During Jeff Monken's four years as Georgia Southern's head coach, the Eagles didn't shy away from contact in practice.
First-year coach Willie Fritz has a different approach — focus on drilling fundamentals and don't tackle to the ground. The majority of football injuries, he says, happen on contact with the ground, not with another player.
That won't be the case today at 9 a.m., when the Eagles take to Paulson Stadium for the first of two preseason scrimmages.
That doesn't mean the coaching staff won't be watching for fundamentals, either.

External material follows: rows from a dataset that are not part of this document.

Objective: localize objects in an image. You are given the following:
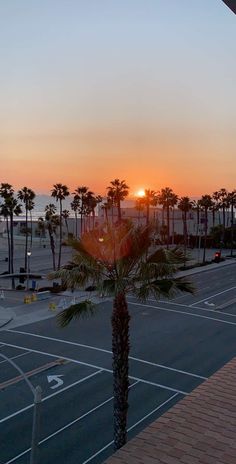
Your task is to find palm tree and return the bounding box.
[17,187,35,269]
[212,191,221,227]
[0,183,22,288]
[70,197,80,238]
[178,197,192,256]
[49,222,193,449]
[170,193,179,244]
[0,183,14,274]
[51,184,70,269]
[137,189,157,225]
[61,209,70,238]
[101,197,112,225]
[73,185,94,235]
[158,187,176,248]
[198,195,213,264]
[218,188,229,242]
[107,179,129,222]
[227,190,236,256]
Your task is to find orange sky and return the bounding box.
[0,0,236,196]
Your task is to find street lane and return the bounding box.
[0,265,236,464]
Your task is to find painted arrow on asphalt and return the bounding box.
[47,375,64,390]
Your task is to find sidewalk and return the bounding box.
[104,358,236,464]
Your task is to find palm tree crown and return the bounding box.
[50,222,193,449]
[107,179,129,221]
[51,183,70,269]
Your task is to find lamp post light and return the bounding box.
[27,251,31,291]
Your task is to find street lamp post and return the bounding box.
[0,353,42,464]
[27,251,31,291]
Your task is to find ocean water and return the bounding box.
[17,195,134,220]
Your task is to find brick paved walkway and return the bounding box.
[106,357,236,464]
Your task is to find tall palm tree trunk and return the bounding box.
[10,212,15,289]
[146,202,150,226]
[6,216,11,274]
[48,227,56,271]
[117,199,121,222]
[230,201,234,256]
[183,211,188,266]
[202,208,208,264]
[30,211,33,249]
[172,206,175,245]
[166,205,170,248]
[111,292,130,450]
[25,208,28,270]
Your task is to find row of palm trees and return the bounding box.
[136,187,236,262]
[0,178,236,274]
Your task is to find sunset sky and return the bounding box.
[0,0,236,196]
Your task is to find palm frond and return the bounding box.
[57,300,95,327]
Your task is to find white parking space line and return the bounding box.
[0,369,102,424]
[82,393,177,464]
[7,329,206,380]
[0,351,30,364]
[155,298,236,317]
[129,301,236,325]
[190,287,236,306]
[0,343,189,395]
[2,382,139,464]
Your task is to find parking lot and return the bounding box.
[0,264,236,464]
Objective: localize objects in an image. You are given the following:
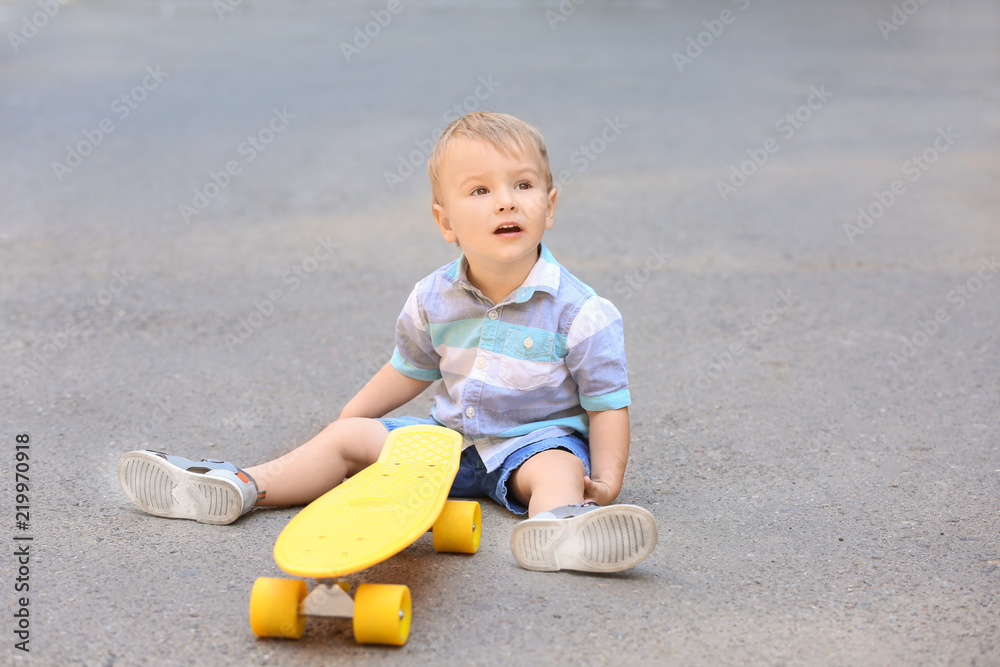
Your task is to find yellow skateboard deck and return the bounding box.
[274,425,462,579]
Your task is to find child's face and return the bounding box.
[434,139,556,274]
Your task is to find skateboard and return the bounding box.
[250,425,482,646]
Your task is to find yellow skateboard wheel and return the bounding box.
[354,584,412,646]
[434,500,483,554]
[250,577,308,639]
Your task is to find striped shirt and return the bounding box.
[390,244,631,470]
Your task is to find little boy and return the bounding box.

"In the most stressful part of a ballgame, you rely on your technique and your fundamentals," Fritz said. "It's like I always tell the defensive guys, you can run whatever defense you want. If you play hard, if you play with leverage and you tackle, it's irrelevant what scheme you run. We need to get that into the guys' heads. Some guys will resort back to playing sloppy, and those are guys who get their playing time cut back."
Observing fundamentals in a game-like environment isn't the only plus side to a full-contact, full-speed scrimmage.
"Now you get an opportunity to see if a guy really did make the play or not," Fritz said. "At practice, it's 'maybe he really didn't make that run,' or 'maybe he didn't make that tackle.'"
While the blocking and tackling will be full contact, the quarterbacks will not take contact. Each group, beginning with the starters, will run five plays starting in different scenarios.
The scrimmage will begin with special-teams workouts.
Senior linebacker Edwin Jackson, a preseason second-team, All-Sun Belt selection, is just excited to play in the newly-renovated Paulson Stadium.
"Just hearing that echo," he said, "just being in that environment makes a big difference."